"Donald Chai" <[EMAIL PROTECTED]> writes:

> On Tue, Nov 4, 2008 at 9:09 AM, Neale Pickett <[EMAIL PROTECTED]> wrote:
>> Reparenting everything to init with the double-fork is a nightmare on a
>> many-user machine, especially when I'm logged in more than once.  pstree
>> becomes useless.  This sets up a SIGCHLD handler and only forks once.
>> Adds 2 SLOC, but surely there's some reason the double-fork is there that
>> I'm just missing...
>
> If you quit dwm, what happens to any programs that you've launched?

Nothing, the setsid() call makes children process group leaders so they
don't receive any of the signals the parent gets.

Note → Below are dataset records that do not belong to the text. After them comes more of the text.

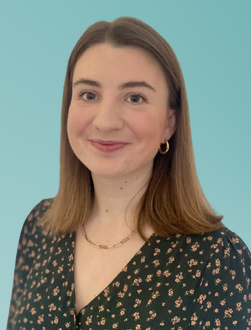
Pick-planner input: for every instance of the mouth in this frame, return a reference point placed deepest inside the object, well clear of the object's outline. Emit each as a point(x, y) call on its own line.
point(108, 146)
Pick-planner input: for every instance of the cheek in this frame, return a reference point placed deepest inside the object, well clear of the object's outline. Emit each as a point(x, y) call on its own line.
point(150, 127)
point(76, 123)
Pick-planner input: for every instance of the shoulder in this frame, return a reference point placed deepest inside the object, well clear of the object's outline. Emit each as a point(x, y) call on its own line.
point(31, 231)
point(36, 213)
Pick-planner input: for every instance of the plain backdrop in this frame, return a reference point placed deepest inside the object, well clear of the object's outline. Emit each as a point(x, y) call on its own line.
point(212, 42)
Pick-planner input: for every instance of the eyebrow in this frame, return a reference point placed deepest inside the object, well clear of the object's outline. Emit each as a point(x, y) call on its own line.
point(129, 84)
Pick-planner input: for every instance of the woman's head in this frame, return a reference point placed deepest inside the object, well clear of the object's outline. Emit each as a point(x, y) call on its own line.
point(130, 32)
point(119, 113)
point(174, 201)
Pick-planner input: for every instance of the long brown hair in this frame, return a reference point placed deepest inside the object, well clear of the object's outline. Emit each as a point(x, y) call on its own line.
point(173, 201)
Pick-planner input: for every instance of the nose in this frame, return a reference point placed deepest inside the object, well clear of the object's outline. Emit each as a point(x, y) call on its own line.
point(108, 116)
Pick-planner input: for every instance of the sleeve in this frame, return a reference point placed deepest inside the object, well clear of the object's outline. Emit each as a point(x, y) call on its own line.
point(26, 252)
point(223, 301)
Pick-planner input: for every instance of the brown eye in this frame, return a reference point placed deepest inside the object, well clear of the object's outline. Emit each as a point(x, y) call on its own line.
point(136, 98)
point(88, 96)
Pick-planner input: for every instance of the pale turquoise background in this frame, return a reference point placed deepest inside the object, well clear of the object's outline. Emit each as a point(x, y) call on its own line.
point(212, 42)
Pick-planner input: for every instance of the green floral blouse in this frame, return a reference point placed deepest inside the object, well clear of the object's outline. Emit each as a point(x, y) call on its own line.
point(182, 282)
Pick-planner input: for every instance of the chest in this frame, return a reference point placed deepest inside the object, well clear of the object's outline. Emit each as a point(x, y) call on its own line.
point(95, 269)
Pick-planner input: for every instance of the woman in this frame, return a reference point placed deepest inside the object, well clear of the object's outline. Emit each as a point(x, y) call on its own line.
point(130, 241)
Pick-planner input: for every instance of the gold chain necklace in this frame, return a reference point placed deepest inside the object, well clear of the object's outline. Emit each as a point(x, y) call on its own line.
point(101, 246)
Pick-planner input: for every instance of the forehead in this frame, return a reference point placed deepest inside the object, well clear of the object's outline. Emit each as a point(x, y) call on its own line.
point(105, 61)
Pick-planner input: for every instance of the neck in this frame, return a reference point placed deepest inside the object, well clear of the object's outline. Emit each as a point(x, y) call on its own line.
point(116, 199)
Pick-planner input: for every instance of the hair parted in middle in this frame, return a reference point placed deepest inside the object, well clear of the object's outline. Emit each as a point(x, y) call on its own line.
point(173, 201)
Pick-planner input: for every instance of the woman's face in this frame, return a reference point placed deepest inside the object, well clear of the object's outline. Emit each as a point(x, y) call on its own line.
point(118, 114)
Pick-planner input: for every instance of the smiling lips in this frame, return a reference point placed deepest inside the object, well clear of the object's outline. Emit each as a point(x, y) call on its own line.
point(107, 146)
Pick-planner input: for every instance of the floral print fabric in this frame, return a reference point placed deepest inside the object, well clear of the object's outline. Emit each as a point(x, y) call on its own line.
point(199, 281)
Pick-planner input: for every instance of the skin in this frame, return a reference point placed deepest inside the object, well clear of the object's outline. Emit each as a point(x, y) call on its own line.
point(116, 131)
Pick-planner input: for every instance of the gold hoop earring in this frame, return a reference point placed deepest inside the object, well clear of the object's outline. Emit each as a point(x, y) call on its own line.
point(166, 150)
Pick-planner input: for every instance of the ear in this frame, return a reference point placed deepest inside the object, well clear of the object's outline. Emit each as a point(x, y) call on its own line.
point(170, 125)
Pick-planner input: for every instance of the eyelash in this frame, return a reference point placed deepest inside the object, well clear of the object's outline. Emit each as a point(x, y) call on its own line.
point(136, 94)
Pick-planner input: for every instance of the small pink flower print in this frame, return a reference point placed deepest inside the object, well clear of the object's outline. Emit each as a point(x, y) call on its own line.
point(238, 306)
point(156, 263)
point(170, 292)
point(175, 320)
point(194, 319)
point(228, 312)
point(136, 315)
point(167, 273)
point(217, 322)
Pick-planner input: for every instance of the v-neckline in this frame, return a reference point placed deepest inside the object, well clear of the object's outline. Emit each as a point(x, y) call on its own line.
point(130, 262)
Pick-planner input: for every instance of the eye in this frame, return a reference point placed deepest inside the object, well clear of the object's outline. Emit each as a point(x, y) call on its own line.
point(88, 96)
point(136, 98)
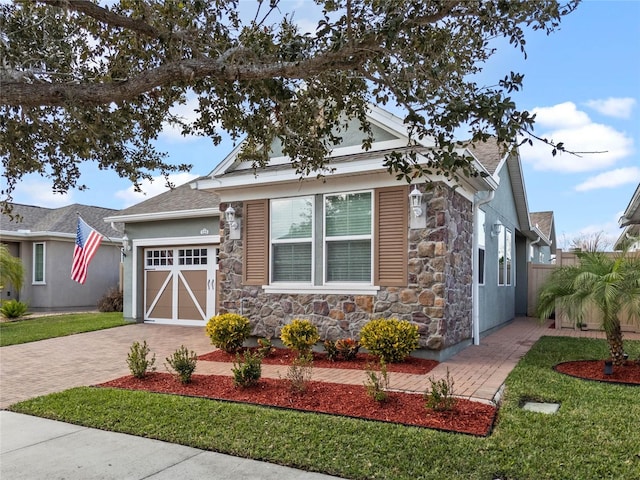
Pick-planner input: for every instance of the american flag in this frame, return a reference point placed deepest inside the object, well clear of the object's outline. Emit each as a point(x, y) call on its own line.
point(87, 243)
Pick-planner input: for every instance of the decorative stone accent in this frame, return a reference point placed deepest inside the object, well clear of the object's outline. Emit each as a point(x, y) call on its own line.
point(437, 297)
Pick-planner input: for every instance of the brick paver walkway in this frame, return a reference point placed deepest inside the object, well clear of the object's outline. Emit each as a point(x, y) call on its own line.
point(57, 364)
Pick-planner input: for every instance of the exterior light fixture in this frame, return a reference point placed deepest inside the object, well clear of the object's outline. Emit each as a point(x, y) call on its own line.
point(416, 201)
point(418, 217)
point(230, 217)
point(496, 228)
point(126, 245)
point(234, 223)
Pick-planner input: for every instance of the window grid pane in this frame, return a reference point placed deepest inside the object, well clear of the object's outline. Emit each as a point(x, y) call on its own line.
point(348, 214)
point(291, 262)
point(349, 261)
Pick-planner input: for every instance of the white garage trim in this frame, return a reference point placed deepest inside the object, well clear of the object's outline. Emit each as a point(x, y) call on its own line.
point(152, 242)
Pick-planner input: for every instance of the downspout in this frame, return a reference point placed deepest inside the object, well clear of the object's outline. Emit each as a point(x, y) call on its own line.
point(477, 203)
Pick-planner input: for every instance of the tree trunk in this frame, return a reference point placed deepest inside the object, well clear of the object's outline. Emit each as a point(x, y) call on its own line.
point(614, 338)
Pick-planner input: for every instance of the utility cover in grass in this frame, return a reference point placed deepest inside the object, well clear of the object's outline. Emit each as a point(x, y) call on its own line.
point(548, 408)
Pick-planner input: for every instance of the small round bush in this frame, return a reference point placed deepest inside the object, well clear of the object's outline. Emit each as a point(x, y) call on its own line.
point(300, 335)
point(228, 331)
point(390, 339)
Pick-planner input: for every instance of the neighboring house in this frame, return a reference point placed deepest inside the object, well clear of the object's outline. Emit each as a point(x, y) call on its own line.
point(630, 223)
point(339, 250)
point(543, 250)
point(171, 251)
point(44, 239)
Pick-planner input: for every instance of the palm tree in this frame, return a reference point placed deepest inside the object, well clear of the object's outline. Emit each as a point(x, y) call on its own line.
point(11, 269)
point(610, 283)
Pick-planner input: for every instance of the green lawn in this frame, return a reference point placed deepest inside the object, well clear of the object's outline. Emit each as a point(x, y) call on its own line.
point(593, 436)
point(41, 328)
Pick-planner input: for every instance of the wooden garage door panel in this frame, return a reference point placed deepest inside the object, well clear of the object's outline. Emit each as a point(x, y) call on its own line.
point(195, 287)
point(155, 280)
point(163, 307)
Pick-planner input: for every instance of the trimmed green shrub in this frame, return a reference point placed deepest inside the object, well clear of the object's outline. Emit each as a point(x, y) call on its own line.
point(228, 331)
point(183, 363)
point(111, 301)
point(300, 335)
point(13, 309)
point(265, 347)
point(137, 359)
point(440, 398)
point(248, 370)
point(389, 338)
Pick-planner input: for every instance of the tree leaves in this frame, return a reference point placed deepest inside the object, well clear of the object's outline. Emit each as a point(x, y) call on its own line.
point(82, 82)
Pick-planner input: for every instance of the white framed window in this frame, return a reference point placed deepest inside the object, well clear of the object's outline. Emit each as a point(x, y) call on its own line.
point(322, 239)
point(481, 246)
point(160, 257)
point(347, 237)
point(292, 234)
point(193, 256)
point(39, 263)
point(505, 257)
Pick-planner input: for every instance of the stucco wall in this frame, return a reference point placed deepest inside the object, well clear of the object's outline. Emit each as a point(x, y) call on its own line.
point(59, 291)
point(497, 302)
point(437, 296)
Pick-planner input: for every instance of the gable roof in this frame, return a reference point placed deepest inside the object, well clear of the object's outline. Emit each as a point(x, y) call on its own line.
point(30, 220)
point(544, 224)
point(183, 201)
point(631, 215)
point(630, 220)
point(345, 160)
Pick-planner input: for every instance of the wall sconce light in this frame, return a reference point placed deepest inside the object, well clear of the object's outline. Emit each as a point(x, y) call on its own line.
point(416, 201)
point(496, 228)
point(126, 245)
point(234, 224)
point(418, 217)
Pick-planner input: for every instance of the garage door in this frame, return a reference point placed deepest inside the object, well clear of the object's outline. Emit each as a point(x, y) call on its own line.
point(179, 284)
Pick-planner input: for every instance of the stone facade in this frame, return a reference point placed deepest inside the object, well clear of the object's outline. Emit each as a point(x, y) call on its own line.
point(437, 297)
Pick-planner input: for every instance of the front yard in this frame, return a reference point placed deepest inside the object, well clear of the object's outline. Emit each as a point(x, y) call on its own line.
point(28, 329)
point(594, 435)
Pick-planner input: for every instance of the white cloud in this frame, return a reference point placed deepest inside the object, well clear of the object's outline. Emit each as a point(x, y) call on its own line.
point(151, 189)
point(613, 107)
point(608, 233)
point(598, 146)
point(611, 179)
point(39, 193)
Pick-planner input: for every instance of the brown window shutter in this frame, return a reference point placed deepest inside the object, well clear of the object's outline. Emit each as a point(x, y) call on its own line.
point(391, 237)
point(255, 269)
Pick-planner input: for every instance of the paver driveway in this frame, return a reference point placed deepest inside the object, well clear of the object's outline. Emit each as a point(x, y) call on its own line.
point(56, 364)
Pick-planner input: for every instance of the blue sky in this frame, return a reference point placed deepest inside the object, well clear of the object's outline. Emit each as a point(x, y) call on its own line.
point(583, 81)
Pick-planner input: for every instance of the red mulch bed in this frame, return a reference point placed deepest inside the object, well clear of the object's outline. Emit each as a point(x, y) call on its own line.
point(628, 374)
point(468, 417)
point(284, 356)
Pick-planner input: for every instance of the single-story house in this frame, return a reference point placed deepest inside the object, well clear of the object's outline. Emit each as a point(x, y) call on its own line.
point(543, 249)
point(630, 223)
point(44, 239)
point(340, 250)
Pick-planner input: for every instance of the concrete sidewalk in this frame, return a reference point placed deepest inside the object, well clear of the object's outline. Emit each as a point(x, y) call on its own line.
point(34, 448)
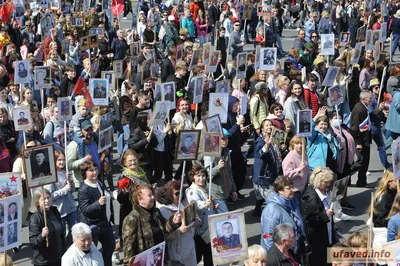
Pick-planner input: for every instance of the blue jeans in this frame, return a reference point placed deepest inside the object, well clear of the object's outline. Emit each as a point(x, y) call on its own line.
point(71, 219)
point(396, 38)
point(203, 39)
point(107, 241)
point(378, 138)
point(222, 207)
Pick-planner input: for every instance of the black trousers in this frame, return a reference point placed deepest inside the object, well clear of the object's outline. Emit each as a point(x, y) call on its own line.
point(161, 165)
point(362, 172)
point(203, 250)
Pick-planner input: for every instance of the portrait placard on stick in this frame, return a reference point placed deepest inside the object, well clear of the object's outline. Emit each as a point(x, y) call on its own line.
point(188, 145)
point(64, 108)
point(39, 166)
point(99, 91)
point(304, 122)
point(212, 144)
point(10, 222)
point(22, 118)
point(218, 104)
point(228, 237)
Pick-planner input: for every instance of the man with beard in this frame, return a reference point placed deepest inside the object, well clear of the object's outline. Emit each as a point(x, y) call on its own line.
point(80, 150)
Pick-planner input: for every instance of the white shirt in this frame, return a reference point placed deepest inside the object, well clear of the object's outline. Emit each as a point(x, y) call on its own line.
point(325, 200)
point(76, 257)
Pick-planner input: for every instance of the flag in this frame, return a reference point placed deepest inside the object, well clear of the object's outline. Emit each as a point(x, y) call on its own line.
point(82, 89)
point(364, 124)
point(117, 7)
point(6, 10)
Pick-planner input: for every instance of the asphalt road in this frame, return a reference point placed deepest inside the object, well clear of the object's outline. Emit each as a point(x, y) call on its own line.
point(360, 197)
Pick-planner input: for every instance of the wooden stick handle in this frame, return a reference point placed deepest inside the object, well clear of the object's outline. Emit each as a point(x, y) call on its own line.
point(45, 217)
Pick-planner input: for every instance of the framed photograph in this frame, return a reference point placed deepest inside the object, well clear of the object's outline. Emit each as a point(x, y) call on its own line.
point(327, 44)
point(110, 77)
point(223, 86)
point(42, 77)
point(93, 41)
point(383, 32)
point(243, 104)
point(206, 53)
point(228, 237)
point(106, 121)
point(213, 124)
point(22, 118)
point(241, 65)
point(168, 93)
point(98, 89)
point(331, 76)
point(65, 47)
point(22, 72)
point(105, 139)
point(189, 215)
point(212, 144)
point(39, 165)
point(195, 59)
point(335, 95)
point(118, 68)
point(135, 48)
point(155, 69)
point(198, 82)
point(84, 41)
point(11, 222)
point(188, 145)
point(304, 121)
point(356, 53)
point(344, 38)
point(64, 108)
point(159, 114)
point(268, 58)
point(179, 52)
point(146, 70)
point(278, 136)
point(213, 64)
point(218, 104)
point(152, 256)
point(361, 32)
point(10, 185)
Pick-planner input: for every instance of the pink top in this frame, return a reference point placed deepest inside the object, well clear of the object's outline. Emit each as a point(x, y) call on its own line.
point(291, 162)
point(201, 26)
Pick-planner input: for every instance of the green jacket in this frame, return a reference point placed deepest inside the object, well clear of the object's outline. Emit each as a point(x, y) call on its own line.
point(137, 234)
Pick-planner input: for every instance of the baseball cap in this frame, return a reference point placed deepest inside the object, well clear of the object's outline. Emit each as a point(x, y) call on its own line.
point(261, 85)
point(86, 124)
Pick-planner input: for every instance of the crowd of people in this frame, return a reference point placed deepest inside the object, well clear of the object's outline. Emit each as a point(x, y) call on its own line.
point(292, 176)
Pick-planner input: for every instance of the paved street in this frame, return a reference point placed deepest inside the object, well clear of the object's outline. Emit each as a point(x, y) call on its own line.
point(360, 197)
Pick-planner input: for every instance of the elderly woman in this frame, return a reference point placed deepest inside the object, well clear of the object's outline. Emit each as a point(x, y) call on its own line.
point(323, 148)
point(318, 216)
point(95, 209)
point(145, 226)
point(48, 243)
point(294, 168)
point(282, 207)
point(82, 236)
point(257, 256)
point(267, 164)
point(180, 242)
point(197, 193)
point(293, 103)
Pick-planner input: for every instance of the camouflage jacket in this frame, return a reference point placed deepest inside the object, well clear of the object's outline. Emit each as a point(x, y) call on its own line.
point(171, 35)
point(137, 234)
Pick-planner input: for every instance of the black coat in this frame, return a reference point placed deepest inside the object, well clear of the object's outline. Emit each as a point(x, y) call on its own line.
point(276, 258)
point(358, 115)
point(43, 255)
point(315, 224)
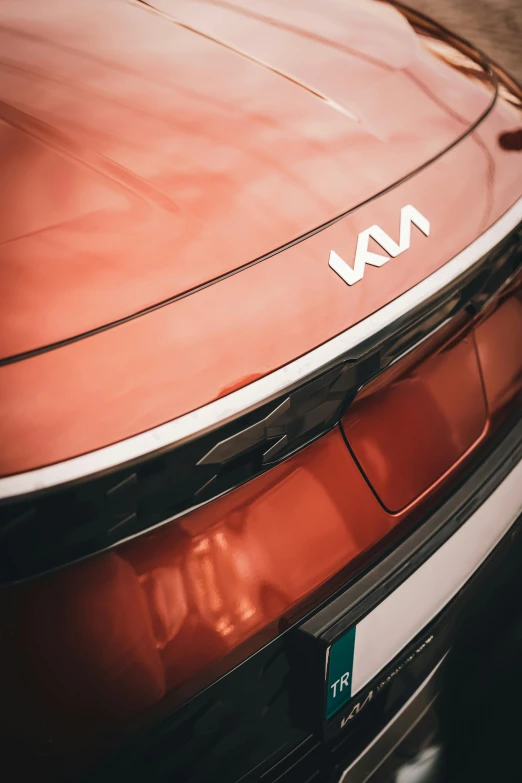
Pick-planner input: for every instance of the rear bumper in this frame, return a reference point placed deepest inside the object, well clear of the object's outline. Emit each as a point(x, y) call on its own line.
point(494, 527)
point(259, 723)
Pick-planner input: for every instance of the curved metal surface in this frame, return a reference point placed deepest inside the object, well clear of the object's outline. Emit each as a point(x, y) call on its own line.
point(270, 386)
point(141, 179)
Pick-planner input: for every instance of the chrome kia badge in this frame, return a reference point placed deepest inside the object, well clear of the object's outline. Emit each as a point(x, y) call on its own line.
point(363, 256)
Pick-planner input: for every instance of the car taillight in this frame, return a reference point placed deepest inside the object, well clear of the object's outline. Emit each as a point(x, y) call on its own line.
point(98, 648)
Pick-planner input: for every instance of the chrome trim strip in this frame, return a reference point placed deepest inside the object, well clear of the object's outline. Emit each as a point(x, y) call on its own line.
point(263, 390)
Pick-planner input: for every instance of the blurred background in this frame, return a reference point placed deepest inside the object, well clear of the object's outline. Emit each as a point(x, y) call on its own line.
point(495, 26)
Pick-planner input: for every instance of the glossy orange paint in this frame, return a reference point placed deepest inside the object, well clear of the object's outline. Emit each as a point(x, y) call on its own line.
point(100, 649)
point(134, 171)
point(94, 645)
point(131, 178)
point(150, 370)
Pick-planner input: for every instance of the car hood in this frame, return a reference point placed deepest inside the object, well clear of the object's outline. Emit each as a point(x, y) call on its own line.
point(149, 150)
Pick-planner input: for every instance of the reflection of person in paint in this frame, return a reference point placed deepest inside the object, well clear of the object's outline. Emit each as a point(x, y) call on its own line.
point(344, 683)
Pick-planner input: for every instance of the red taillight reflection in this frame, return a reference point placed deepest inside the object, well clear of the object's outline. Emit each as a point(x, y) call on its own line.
point(92, 648)
point(100, 642)
point(499, 346)
point(407, 430)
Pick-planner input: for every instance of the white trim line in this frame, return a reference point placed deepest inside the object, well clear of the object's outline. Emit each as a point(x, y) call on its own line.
point(388, 628)
point(248, 397)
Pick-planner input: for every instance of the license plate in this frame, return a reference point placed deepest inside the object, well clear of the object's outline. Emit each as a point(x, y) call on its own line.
point(339, 673)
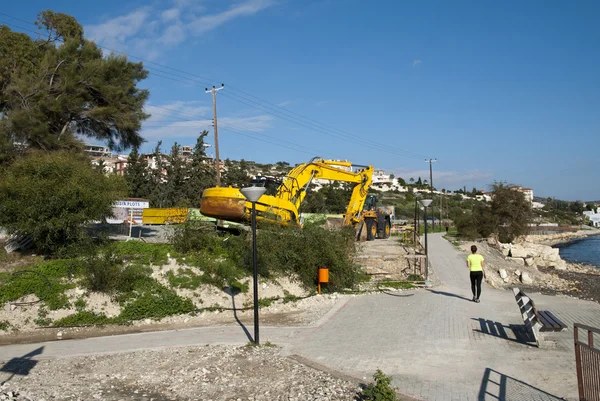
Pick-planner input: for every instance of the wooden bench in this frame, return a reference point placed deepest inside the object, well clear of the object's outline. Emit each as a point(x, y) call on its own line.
point(536, 321)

> What happens if you suddenly decide to manage all your windows with a
> different window manager?

Suddenly all my windows have title bars, there are background menus, and
I find myself using the mouse a lot ;)

Given that dwm doesn't come with a facility to launch a new wm, I'm not
terribly worried about either of these cases.  But here's a function to
restart dwm or change to a new wm (why would you want to do that?!),
anyway, so you can try it out for yourself and see what happens:

void
restart(const Arg *arg)
{
  if (arg->v) {
    execvp(((char **)arg->v[0]), (char **)arg->v);
  } else {
    execlp("dwm", "dwm", NULL);
  }
}

In all seriousness, the only thing this changes for me is making the
output of pstree useful.  When there are 20 X sessions on the machine
and I need to kill a stuck firefox, having useful pstree output is super
handy.  If everything's a child of init, the output is flat, and I have
to pull out my hair.  Nobody wants that, least of all my head.